EUR/USD: Inability to close below previous key support at 1.3025 leaves the market locked in some multi-day consolidation, with no clear short-term directional bias. At this point, the key levels to watch above and below comes in by 1.3325 and 1.2970 respectively, and a daily close above or below will be required to open the door for the next major move. Until then, we can expect to see some choppy inter-day trade.
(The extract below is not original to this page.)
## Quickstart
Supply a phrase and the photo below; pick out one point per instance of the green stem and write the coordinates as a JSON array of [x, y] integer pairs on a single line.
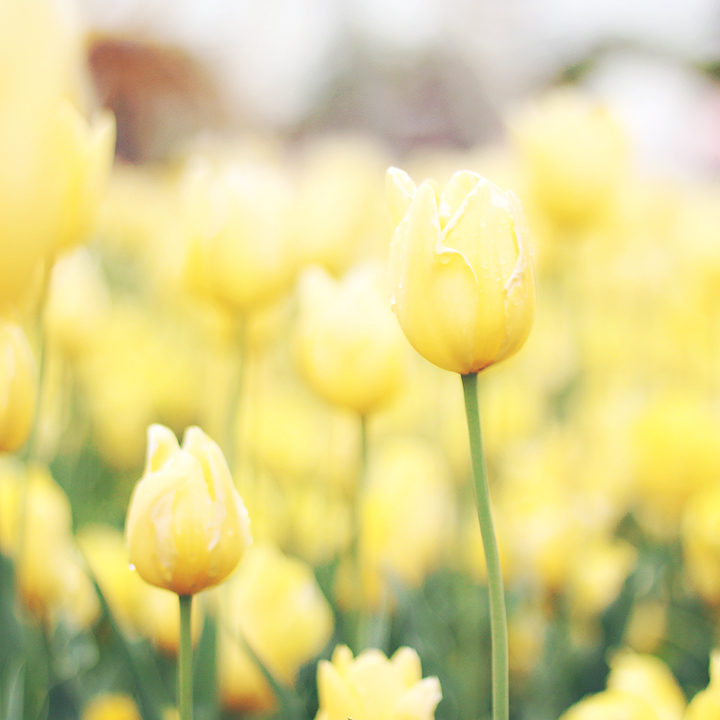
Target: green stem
[[185, 660], [498, 617]]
USD/JPY:The market has broken back above the 200-Day SMA for the first time in several months, while also managing to break to fresh 2012 highs beyond critical resistance by the October highs at 79.55. This further solidifies basing prospects and we could be in the process of seeing a major bullish structural shift that exposes a move towards 85.00-90.00 over the coming months. At this point, only back under 77.00 would delay outlook and give reason for concern. However, in the interim, it is worth noting that gains beyond 80.00 over the coming sessions could prove short-lived with technical studies so overbought and warning of some corrective declines towards 78.00.
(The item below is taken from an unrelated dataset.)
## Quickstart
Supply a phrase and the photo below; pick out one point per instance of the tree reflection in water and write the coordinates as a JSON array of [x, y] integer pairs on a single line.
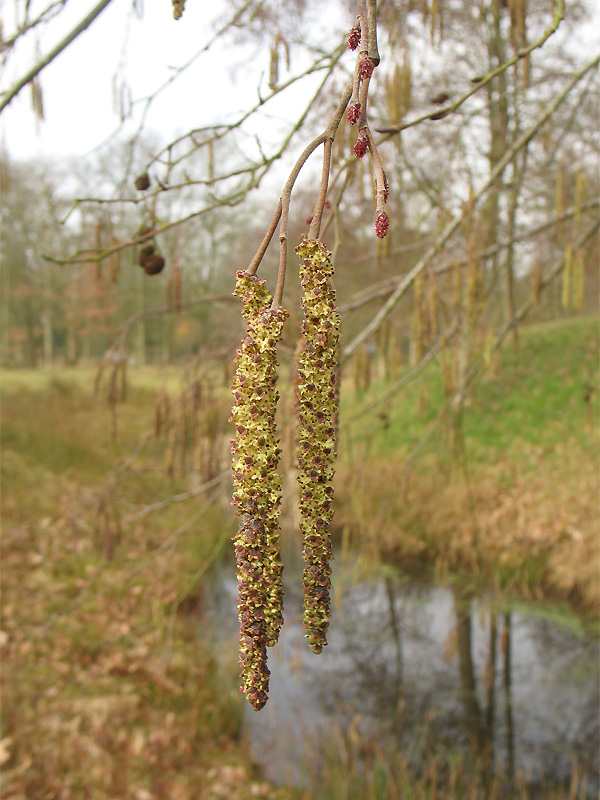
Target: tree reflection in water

GBP/USD: The market is back to challenging the 200-Day SMA which managed to successfully cap gains on previous attempts. At this point, we continue to recommend fading any strength towards or just over the 200-Day SMA in anticipation for yet another topside failure and bearish resumption. As such, our recommendation would be to look to sell rallies towards 1.6000. Ultimately, only a close above 1.6250 would fully negate outlook.
USD/CHF: Setbacks have been very well supported in early 2012 ahead of 0.9000, and it looks as though the market could be looking to carve a medium-term higher low ahead of the next major upside extension. We will now look for a weekly close back above 0.9300 to provide added confirmation for probability of underlying bullish resumption. Ultimately, look for a push back above 0.9600 and towards 1.0000 over the coming weeks. Only a break and weekly close below 0.9000 would negate and give reason for concern.